A positive, realistic perspective on quitting drinking & recovery
A positive, realistic perspective on quitting drinking & recovery
I have been sober for almost 15 months. Today, I can clearly see the difference between my old life and my new life.
When I first quit drinking, I was overwhelmed with a sense of loss (I can never drink again) and negative thoughts and feelings – shame, guilt, and fear. My path has had many painful challenges – obsessive thoughts, anxiety, second guessing. I had to accept that many of the truths that I had based my life on were wrong. But through it all, I did not drink.
Today I feel really good. I am a non-drinker. I have a much more peaceful mind. I have a better sense of the priorities in my life (sobriety, family, health) and I act on these priorities. It’s not like this every moment of every day but overall, I am living a very good life. I’m getting to the point where maintaining my sobriety and working a recovery program is not a burden at all. Quite the opposite in fact.
I am sharing this is to offer a positive and, in my opinion, realistic perspective on quitting drinking:
-You are not “losing” anything good in your life. In fact, you are giving yourself and those who love you a very valuable gift - sobriety.
-Like achieving anything of value, there are going to be challenges along the way. There is no way around this. Accept the challenges and address them in a good way. As difficult as it gets, don’t drink. Overcoming these challenges will make you stronger. I compare it to raising my kids, building a strong marriage, getting physically & spiritually fit – not easy stuff but so worth it.
Embrace your recovery and accept the challenges. Find what path is right for you, work hard, and be patient. And along the way be kind to yourself; acknowledge that you are accomplishing something of great value.
I honestly believe that we can all have the gift of sobriety.
When I first quit drinking, I was overwhelmed with a sense of loss (I can never drink again) and negative thoughts and feelings – shame, guilt, and fear. My path has had many painful challenges – obsessive thoughts, anxiety, second guessing. I had to accept that many of the truths that I had based my life on were wrong. But through it all, I did not drink.
Today I feel really good. I am a non-drinker. I have a much more peaceful mind. I have a better sense of the priorities in my life (sobriety, family, health) and I act on these priorities. It’s not like this every moment of every day but overall, I am living a very good life. I’m getting to the point where maintaining my sobriety and working a recovery program is not a burden at all. Quite the opposite in fact.
I am sharing this is to offer a positive and, in my opinion, realistic perspective on quitting drinking:
-You are not “losing” anything good in your life. In fact, you are giving yourself and those who love you a very valuable gift - sobriety.
-Like achieving anything of value, there are going to be challenges along the way. There is no way around this. Accept the challenges and address them in a good way. As difficult as it gets, don’t drink. Overcoming these challenges will make you stronger. I compare it to raising my kids, building a strong marriage, getting physically & spiritually fit – not easy stuff but so worth it.
Embrace your recovery and accept the challenges. Find what path is right for you, work hard, and be patient. And along the way be kind to yourself; acknowledge that you are accomplishing something of great value.

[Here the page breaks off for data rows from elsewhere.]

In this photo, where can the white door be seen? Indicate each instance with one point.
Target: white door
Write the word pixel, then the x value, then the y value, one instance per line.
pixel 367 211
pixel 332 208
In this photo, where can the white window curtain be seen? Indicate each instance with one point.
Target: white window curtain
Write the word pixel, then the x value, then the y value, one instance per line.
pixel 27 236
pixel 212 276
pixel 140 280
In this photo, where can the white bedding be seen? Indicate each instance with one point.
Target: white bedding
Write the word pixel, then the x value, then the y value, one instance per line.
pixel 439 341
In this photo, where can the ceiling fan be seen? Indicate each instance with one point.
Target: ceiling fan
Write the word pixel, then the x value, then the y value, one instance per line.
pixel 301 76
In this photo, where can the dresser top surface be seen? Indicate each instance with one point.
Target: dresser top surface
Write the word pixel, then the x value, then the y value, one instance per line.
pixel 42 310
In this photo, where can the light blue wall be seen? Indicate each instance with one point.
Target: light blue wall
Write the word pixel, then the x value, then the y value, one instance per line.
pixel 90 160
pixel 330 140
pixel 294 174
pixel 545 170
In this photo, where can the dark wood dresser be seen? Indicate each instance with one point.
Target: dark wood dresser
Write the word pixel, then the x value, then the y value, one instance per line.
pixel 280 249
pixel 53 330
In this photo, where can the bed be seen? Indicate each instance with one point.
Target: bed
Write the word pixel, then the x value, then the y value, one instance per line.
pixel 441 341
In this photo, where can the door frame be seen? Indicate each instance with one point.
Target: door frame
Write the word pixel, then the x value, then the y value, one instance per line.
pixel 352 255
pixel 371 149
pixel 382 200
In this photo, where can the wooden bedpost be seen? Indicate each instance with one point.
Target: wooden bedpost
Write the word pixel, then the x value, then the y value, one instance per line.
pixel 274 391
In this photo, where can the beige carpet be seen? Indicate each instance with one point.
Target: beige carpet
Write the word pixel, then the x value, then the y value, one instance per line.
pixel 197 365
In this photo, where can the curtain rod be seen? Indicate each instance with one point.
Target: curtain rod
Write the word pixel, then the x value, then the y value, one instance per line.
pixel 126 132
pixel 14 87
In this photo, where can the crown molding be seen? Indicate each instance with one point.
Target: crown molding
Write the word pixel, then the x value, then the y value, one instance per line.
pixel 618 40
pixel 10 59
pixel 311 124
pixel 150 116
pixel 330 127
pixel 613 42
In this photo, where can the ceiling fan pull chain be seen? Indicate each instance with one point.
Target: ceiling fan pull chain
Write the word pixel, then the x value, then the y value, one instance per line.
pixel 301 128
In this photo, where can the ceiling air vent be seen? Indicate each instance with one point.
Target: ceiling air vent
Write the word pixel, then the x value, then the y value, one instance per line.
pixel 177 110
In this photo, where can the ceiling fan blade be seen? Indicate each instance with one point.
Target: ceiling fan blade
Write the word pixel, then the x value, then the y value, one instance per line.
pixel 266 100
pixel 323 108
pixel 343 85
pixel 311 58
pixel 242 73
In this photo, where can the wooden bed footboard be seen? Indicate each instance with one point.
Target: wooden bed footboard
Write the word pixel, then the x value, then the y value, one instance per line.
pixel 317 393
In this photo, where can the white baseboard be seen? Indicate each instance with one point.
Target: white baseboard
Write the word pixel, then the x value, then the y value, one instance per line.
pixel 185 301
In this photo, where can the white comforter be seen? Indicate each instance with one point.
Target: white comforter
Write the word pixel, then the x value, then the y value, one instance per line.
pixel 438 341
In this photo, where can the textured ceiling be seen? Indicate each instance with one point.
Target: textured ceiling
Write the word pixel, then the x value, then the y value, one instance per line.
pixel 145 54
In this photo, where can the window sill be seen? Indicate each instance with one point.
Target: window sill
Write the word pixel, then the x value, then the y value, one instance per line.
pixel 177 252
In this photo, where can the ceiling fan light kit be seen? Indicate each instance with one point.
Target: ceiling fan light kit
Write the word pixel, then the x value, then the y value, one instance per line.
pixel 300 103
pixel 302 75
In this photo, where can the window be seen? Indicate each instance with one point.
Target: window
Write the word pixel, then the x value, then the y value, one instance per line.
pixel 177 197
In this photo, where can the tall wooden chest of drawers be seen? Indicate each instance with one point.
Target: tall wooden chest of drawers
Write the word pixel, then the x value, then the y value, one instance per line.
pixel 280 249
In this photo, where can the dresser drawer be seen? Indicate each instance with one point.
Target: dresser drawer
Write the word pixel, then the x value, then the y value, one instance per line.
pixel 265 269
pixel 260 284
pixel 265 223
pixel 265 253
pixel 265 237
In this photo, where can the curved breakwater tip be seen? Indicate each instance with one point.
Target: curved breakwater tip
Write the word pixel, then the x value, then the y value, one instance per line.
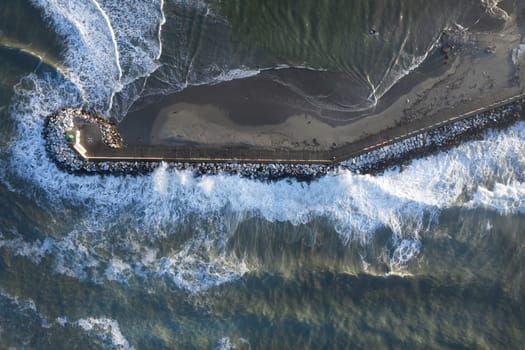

I honestly believe that we can all have the gift of sobriety.
Member
Join Date: Feb 2009
Location: london
Posts: 35
wow
thankyou so much for a wonderful post, it has really helped me because the feelings you describe about loss and never been able to drink again are the exact feelings i have been experiencing this weekend . i am very early in recovery ( five weeks today) some days i feel great , other days not so good. i am in AA but find it tough phoning people and asking for help, because i am quite shy and feel like i am being a burden, however on friday when i was feeling vulnerable i took the plunge and phoned my sponsor, she talked me through everything and i instantly felt better. it taught me that we should never be afraid or too proud to ask for help. i wish your post had been on this forum friday!!! you have done so well, your post was encouraging and inspiring, and has given me hope.. you have a positive , realistic approach towards recovery, thanks again, i hope your journey gets stronger and better each day xx
Member
Join Date: Oct 2007
Location: Albuquerque, New Mexico
Posts: 565
A great post. You're further along than me, so you're an inspiration and mentor. I didn't experience the loss, I'm still in that weird period I guess. I know how I have hurt people, but I just want to move on. I don't want to do 9.
Gotta go back. My sponsor must be sick of me.
Gotta go back. My sponsor must be sick of me.